I have got something so perfectly ‘Drafting’ for you today that my fingertips are practically dancing whilst I write. Earlier this week, I went to a writing workshop held by
. It was focused on short story writing and we spent the time doing some exercises before launching right into it. I thought it would be fun to share what I came up with in the workshop in its raw, untouched and unedited form. The most Drafting of all possible Drafting things!The first exercise landed us each with a feeling or mood, a place and an object. Mine were nostalgia, the garden and a deck chair. We then had ten minutes to write, starting with the sentence: When she looked at the [OBJECT] she felt…
When she looked at the deck chair, she felt nostalgic. Standing at the kitchen sink looking out into the garden she could just about see the legs of the chair poking out at the edge of the window. The wood was all rotten now and peeling away in random places. Shedding its skin of times gone by. The cover’s been changed not once but three times in the last twenty-five years!

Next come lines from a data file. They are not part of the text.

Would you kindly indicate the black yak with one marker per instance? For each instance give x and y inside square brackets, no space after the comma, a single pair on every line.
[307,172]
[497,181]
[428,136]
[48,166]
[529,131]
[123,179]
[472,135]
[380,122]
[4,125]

Her heavy-handed sticky-fingered children made sure to make good use of it.
Of course, this will be the first summer none of her children will be at home. They have all “flown the nest” as it were. Her little birds. That deck chair saw it all. Every barbecue, every party. The children making forts out of clothes on the washing line. Holding each other’s hands running through the garden sprinkler with glee. Her oldest took his steps right there on the cool morning grass, so many years ago now. “I even breastfed them all from that chair!” She thinks to herself, as she mindlessly continues to wash the dishes.
It was a wedding present of all things. There used to be two but her petty husband demanded to take ‘his’ one with him in the divorce. So for the past three years, her chair has sat alone…
It is not an amazing piece of work. First off, it’s completely unfinished! There are also things I would change or improve that I clocked even just from typing it up. But it exists, I wrote it and that’s still something to be proud of. Your best work stands on the shoulders of all your other work and every first draft you committed yourself to.
The next prompt was to simply look at a photo and start writing for eight minutes…
She woke up to the smell of cigarette smoke filling up her nose. Her head was pounding and her mouth as dry as hot sand. She allowed her eyes to adjust a little. The light looked more confident as it flooded in through the blinds. It definitely wasn’t early then. She rolled over slightly onto her side and there he was, sitting naked at the end of the bed next to her feet. She’d been so drunk when she got in she hadn’t even bothered to take off her clothes before falling asleep.
Eight months of this and what were they even doing? She still had no idea how he truly felt about her. She felt like she barely even knew him at all. His bedroom was so sparse it gave nothing more away than what he’d already told her. What was his taste in music? What did he like to read? What did he do when she wasn’t there? The only thing of note was that stupid photo of himself he had pinned above the bed. A photo taken by his ex. A photo she’d stare straight into when she was on top of him. “I’m breaking my marriage up for this?” The thought ran through her mind each time…
I know Nan Goldin but wasn’t familiar with the harrowing story behind the photos in The Ballad of Sexual Dependency exhibition, so I suppose I was able to write more freely without context. I enjoyed having a photo as a writing prompt because little details kept jumping out to me. I didn’t clock the wedding ring on her finger until towards the end and wanted to weave that in somehow too.
So, there you have it. A little peek behind the scenes of what Drafting’s all about! Constant chipping away and practice. It all matters.
William Faulkner — 'Get it down. Take chances. It may be bad, but it's the only way you can do anything good.’